Creating the Trailer’s Choral Music

In the choral music, many voices speak the phrase “I Am,” or its equivalent in Biblical Hebrew, “Anokhi (אנוכי).”

My first thought was to ask many people to call my voicemail and to speak the phrases there. As I thought about it, though, more specific ideas came into focus. I wrote them up as the following score, and asked the Cornelius Cardew Choir in Berkeley, California, to record it.

Here’s the score:

Speak or sing
    the phrase "I am" or
    the word "anokhi"
        ("I am" in Hebrew, 
            with the vowels pronounced as in Japanese
            and the consonants as in... hmm... Klingon?)
    repeatedly.

You may
    extend any or all of the phonemes or
    repeat any contiguous set of phonemes
but must include the entire phrase or word
    within a single breath.

Keep the sounding relatively quiet and spare.
Several takes may be overdubbed
    for the final mix.

I added this instruction in an email before the session: “One tweak I’d like to make: since a conventionally-pitched melody will be playing against this, I’d like to stay away from sustained single pitches in the vocal performance. Sustained sounds should either be unpitched or glissandi.”

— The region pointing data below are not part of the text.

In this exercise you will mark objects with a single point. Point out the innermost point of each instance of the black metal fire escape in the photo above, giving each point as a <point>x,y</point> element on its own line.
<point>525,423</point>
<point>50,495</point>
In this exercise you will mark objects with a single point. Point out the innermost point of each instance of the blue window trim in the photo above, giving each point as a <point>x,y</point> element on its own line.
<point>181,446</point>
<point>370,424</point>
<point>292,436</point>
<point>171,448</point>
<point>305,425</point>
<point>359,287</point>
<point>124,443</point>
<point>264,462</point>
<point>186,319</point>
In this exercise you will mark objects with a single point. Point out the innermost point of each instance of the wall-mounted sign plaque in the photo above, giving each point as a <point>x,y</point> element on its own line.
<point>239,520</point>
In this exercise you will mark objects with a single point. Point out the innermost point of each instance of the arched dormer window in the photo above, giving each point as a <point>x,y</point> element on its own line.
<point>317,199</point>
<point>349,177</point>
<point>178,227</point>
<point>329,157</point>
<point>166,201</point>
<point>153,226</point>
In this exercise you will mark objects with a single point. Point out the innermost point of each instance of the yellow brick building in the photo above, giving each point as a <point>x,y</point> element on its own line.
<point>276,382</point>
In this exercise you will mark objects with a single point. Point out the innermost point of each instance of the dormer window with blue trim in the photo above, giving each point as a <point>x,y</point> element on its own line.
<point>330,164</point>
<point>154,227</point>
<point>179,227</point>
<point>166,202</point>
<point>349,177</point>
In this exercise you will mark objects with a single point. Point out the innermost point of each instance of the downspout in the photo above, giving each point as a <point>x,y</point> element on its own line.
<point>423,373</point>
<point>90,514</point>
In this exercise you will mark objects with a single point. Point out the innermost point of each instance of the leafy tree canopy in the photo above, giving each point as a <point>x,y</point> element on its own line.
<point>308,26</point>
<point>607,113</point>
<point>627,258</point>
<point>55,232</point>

The Choir recorded the piece on 10 August, 2010. I attended via Skype and made suggestions as the session went on, I discovered that I preferred less sustained sounds, so we focused on those.

We did one particularly eerie take by working out the phrases phonemically backward, recording the take that way, then reversing it so that backward voices said the phrases forward. (The actor who used the technique on Twin Peaks explains it in this video.)

We also did another take consisting only of the choir doing the fricative “kh.” (They were relieved to only have to record one minute of that.)

For this session, the choir consisted of Brad Fischer, Katherine Setar, Jaime Robles, Cathryn Hrudicka, Tom Duff, Sarah Stiles, Nancy Beckman, Viv Corringham, Ann O’Rourke, and the choir’s leader, Tom Bickley.